Si nous entendons bien la métaphore freudienne, nous disons que la sublimation de la pulsion est l’abaissement de sa tension (poussée consistante d’excitation) à l’état d’épuisement (abaissement en plaisir) sans passer par l’évacuation séminale, dans les deux sexes. Autrement dit, la sexualité organique est shuntée, feintée même.

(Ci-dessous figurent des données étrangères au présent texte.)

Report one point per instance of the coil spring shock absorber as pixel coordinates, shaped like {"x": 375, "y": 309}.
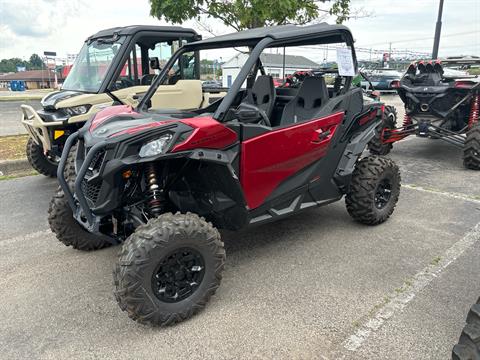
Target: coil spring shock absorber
{"x": 155, "y": 194}
{"x": 407, "y": 121}
{"x": 474, "y": 111}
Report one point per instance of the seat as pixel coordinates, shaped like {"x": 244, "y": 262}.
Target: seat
{"x": 312, "y": 95}
{"x": 262, "y": 94}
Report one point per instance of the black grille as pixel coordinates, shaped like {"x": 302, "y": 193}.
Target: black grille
{"x": 91, "y": 190}
{"x": 96, "y": 162}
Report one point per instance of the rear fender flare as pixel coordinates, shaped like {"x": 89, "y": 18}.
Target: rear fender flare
{"x": 354, "y": 150}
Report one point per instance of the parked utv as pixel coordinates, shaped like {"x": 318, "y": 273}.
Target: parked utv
{"x": 439, "y": 104}
{"x": 113, "y": 67}
{"x": 162, "y": 181}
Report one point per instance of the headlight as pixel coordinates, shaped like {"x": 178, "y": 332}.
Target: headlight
{"x": 77, "y": 110}
{"x": 155, "y": 147}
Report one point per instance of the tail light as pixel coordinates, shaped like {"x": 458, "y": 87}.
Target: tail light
{"x": 395, "y": 84}
{"x": 463, "y": 84}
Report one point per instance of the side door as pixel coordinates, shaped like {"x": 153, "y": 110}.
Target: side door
{"x": 272, "y": 158}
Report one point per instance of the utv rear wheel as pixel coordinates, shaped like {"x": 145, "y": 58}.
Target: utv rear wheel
{"x": 168, "y": 269}
{"x": 468, "y": 346}
{"x": 66, "y": 228}
{"x": 376, "y": 146}
{"x": 374, "y": 190}
{"x": 471, "y": 149}
{"x": 39, "y": 161}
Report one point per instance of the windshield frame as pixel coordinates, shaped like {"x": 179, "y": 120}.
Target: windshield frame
{"x": 123, "y": 41}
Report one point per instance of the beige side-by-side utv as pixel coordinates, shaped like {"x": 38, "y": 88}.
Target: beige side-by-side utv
{"x": 114, "y": 66}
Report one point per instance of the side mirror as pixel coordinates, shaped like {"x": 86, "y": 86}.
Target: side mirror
{"x": 154, "y": 63}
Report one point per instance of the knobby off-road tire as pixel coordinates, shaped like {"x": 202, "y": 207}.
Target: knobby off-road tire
{"x": 374, "y": 190}
{"x": 66, "y": 228}
{"x": 39, "y": 160}
{"x": 140, "y": 274}
{"x": 468, "y": 347}
{"x": 375, "y": 146}
{"x": 471, "y": 149}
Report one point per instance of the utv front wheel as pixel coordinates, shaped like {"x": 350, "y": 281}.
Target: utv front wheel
{"x": 376, "y": 145}
{"x": 66, "y": 228}
{"x": 471, "y": 149}
{"x": 168, "y": 269}
{"x": 374, "y": 190}
{"x": 39, "y": 161}
{"x": 468, "y": 346}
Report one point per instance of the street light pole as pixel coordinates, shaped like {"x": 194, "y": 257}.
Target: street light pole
{"x": 438, "y": 30}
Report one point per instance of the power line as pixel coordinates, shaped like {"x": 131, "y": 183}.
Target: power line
{"x": 425, "y": 38}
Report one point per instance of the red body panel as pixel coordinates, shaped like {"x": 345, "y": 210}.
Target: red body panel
{"x": 109, "y": 112}
{"x": 138, "y": 128}
{"x": 208, "y": 134}
{"x": 271, "y": 158}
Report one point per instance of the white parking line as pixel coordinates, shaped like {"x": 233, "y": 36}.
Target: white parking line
{"x": 25, "y": 237}
{"x": 399, "y": 301}
{"x": 445, "y": 193}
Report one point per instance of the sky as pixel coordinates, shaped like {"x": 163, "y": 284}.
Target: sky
{"x": 35, "y": 26}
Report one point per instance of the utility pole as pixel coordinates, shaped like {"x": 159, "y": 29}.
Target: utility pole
{"x": 438, "y": 30}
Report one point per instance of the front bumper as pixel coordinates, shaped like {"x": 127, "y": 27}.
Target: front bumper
{"x": 37, "y": 128}
{"x": 76, "y": 199}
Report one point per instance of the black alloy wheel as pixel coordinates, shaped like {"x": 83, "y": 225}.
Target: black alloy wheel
{"x": 178, "y": 275}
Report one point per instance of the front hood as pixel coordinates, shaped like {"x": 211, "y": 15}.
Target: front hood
{"x": 115, "y": 121}
{"x": 50, "y": 101}
{"x": 122, "y": 123}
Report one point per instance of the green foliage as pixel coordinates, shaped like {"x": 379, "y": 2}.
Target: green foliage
{"x": 36, "y": 62}
{"x": 246, "y": 14}
{"x": 10, "y": 65}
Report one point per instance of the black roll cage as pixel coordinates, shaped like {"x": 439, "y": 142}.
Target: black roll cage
{"x": 115, "y": 67}
{"x": 253, "y": 60}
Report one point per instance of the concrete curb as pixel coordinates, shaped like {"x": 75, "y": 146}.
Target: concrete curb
{"x": 9, "y": 167}
{"x": 21, "y": 98}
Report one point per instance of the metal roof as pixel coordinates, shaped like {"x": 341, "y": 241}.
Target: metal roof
{"x": 277, "y": 33}
{"x": 133, "y": 29}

Et voici l’art, petit mot dont l’étymologie et l’histoire nous plongent dans l’évidence d’un truquage nécessaire à la désexualisation de son objet : l’œuvre. Ce départ (comme se départir) poursuit dans son déploiement tous les actes de l’artisanat et de l’industrie humains, soit l’invention de ce que nous dénommons l’artifice. Parler, travailler, créer, penser sont des actes de sublimation. Et voilà par quel détour se fabrique la civilisation : synchroniquement et corollairement à la sublimation psychique de la pulsion.

Ce détour est évidemment moins satisfaisant que la décharge directe. Mais ainsi l’humain - pendant et après la traversée de la période de latence - ne reconnaît pas (plus) le caractère sexuel et pulsionnel dans l’instance de sa conscience (le Moi), ni dans l’artifice qu’il produit (quoique les caractères phallique et sexuel s’y repèrent aisément à droite et à gauche comme production de l’inconscient). Il passe énormément de temps à refouler ces caractères, qui pourtant se manifestent compulsivement et impérieusement.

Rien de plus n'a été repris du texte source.